Here's the absurdity. Australia is one of the world's largest LNG exporters, shipping gas to Asia and beyond. Yet Australian households and businesses face supply shortages and price spikes. And now, during a global gas crunch, a major domestic producer is shutting down operations.
The Barossa project, located in the Timor Sea off Australia's north coast, was intended to supply the Darwin LNG facility. The project has faced repeated delays and cost overruns, along with environmental challenges and opposition from Traditional Owners concerned about impacts on sacred sites and marine environments.
Santos has not provided detailed public explanations for the shutdown timing. Technical issues, cost pressures, or market conditions could all be factors. But the optics are terrible. Global gas prices are elevated, European nations are scrambling for supply alternatives to Russian gas, and Asia faces energy security concerns. This should be boom time for Australian LNG.
The east coast gas market exemplifies the dysfunction. Australia exports vast quantities of gas while domestic users face shortages. Why? Because export contracts lock in supply at prices often lower than domestic users must pay. The result is gas extracted from Australian territory being sold overseas while Australian manufacturers struggle to secure supply.
Successive governments have failed to implement an effective domestic gas reservation policy. Western Australia requires 15% of gas produced in the state to be reserved for domestic use, ensuring local supply. The eastern states have no equivalent mechanism. Industry lobbying has successfully resisted such policies, arguing they would discourage investment.
The result is the current situation. Gas producers prioritise export contracts over domestic supply. When global prices spike, domestic users get squeezed. And when a major project shuts down, there's no buffer to absorb the lost supply.
Climate advocates have long argued Australia should be transitioning away from fossil fuel exports, not expanding them.
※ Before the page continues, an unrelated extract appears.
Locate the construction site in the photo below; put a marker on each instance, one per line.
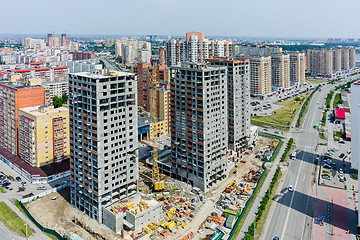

The Barossa project faced sustained opposition from environmental groups who argued the project's emissions profile made it incompatible with climate targets. Traditional Owners raised concerns about impacts on sea country and cultural heritage.
From that perspective, the shutdown could be seen as a positive development. But the timing creates a different problem. If Australia is going to transition away from gas, it needs to build alternative energy infrastructure first. Shutting down projects without replacement supply doesn't help the energy transition. It just creates shortages.
The Pacific regional context matters here. Pacific Island nations are completely dependent on imported diesel and petrol for power generation and transport. Fuel price spikes hit them hardest. Australia has positioned itself as a reliable energy partner for the Pacific, offering to supply LNG and support renewable energy transitions.
But how credible is that partnership when Australia can't even guarantee its own domestic gas supply? When major projects shut down without clear explanations? Pacific leaders notice these contradictions.
The federal government has been largely silent on the Barossa shutdown. That silence speaks volumes. Energy security should be a national priority, particularly when global markets are tight and allies are seeking supply. Instead, the government seems content to let the market sort it out.
Mate, there's a whole continent and a thousand islands down here. We're sitting on massive gas reserves, exporting to the world, and somehow still managing to create domestic shortages. That's not just market failure. That's policy failure.